Recently, Cyberoo’s Incident Response team was engaged after a total Ransomware attack (exfiltration, encrypted servers, and destroyed backups) on a medium-sized Italian company.

The attack was devastating. 30 years of data destroyed in a few moments with related consequences still ongoing: staff laid off, turnover collapsed and loss of competitive advantage.

Reconstructing the facts

Reconstructing the chain of events was difficult: the only logs available were from the firewall and NAS. In analyzing the firewall, the IR team found a version of the software that was vulnerable, which was known and documented by a recent CVE. This vulnerability is typically used to exfiltrate credentials of users attested in the firewall.

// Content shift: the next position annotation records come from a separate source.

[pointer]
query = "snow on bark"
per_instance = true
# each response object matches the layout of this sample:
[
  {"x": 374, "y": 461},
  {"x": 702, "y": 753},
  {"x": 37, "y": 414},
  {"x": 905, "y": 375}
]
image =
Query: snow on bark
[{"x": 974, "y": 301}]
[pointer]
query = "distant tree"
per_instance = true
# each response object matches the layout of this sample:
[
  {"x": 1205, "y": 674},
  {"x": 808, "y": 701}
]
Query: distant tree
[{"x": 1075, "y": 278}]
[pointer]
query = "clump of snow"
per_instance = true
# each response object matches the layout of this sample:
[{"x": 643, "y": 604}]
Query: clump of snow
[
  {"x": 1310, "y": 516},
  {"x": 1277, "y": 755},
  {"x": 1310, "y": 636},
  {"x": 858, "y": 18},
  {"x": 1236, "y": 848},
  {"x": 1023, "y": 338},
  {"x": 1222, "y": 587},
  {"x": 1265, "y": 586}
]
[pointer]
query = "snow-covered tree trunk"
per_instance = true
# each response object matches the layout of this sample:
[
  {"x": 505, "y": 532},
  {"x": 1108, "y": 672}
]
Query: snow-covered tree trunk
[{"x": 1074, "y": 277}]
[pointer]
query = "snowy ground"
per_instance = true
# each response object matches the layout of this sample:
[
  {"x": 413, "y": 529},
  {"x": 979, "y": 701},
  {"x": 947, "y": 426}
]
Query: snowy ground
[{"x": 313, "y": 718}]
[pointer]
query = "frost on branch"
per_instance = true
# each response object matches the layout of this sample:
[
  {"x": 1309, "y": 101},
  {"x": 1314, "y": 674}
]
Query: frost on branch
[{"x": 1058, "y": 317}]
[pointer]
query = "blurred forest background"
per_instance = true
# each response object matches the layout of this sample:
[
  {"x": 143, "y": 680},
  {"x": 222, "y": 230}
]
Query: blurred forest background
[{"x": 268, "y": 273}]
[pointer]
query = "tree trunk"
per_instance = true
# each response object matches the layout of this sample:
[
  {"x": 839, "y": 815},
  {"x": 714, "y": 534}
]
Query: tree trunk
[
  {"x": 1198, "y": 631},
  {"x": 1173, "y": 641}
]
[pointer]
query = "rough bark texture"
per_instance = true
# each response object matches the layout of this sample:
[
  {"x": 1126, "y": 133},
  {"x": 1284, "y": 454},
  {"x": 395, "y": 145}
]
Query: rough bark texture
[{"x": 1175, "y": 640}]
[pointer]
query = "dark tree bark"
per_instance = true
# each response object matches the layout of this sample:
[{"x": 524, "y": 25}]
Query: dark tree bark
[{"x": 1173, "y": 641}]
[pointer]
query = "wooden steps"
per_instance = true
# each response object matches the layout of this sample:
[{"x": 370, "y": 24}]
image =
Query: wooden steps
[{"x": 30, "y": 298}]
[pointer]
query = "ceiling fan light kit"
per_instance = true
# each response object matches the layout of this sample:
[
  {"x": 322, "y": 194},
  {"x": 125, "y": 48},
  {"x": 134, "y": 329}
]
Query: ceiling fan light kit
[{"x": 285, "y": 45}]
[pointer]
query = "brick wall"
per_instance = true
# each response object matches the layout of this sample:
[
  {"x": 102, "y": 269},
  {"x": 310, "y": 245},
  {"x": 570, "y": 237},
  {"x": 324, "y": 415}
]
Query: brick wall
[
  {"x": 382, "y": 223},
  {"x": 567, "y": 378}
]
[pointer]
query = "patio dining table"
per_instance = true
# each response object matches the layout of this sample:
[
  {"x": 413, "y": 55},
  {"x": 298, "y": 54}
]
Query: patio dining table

Not only that, the configuration also revealed the use of the Domain Administrator user to query the LDAP server and validate VPN authentication. With very little effort, the attacker obtained local login credentials, then established a VPN connection from an East Asian IP, and domain admin credentials.

Instead, NAS logs revealed logins from an IP address linked to the VPN pool and content deletion. Correlating this information helped in identifying the date and time of the suspicious VPN connection. The absence of the MFA then contributed to everything else.

Looking at the FW configuration, the Incident Response team noticed that this behavioral anomaly (VPN from suspicious IP) had been reported via e-mail to IT staff but went unnoticed like most reports sent during non-business hours.

Lack of signal management and domain controllers with no EDR due to operating system obsolescence were causes and concomitant causes of what happened.

Conclusions

What emerged highlighted two key aspects in the area of prevention.

The first can be traced back to the absence of adequate management of reports. There is no point in having so many notifications if they will not be analyzed by experienced eyes, in real time, and used ad hoc for appropriate countermeasures. Considering that IT infrastructure, in contrast to personnel, is operational 24/7, it is unthinkable that “day-to-day” management alone can be enough to ensure corporate cybersecurity. There is a need for skilled and constant supervision, an efficient rescue chain, and technologies that can automate the intervention process (automatic remediation).

Second, the obsolescence of computer systems, coupled with the lack of multi-factor authentication, are and always will be the desire of every attacker.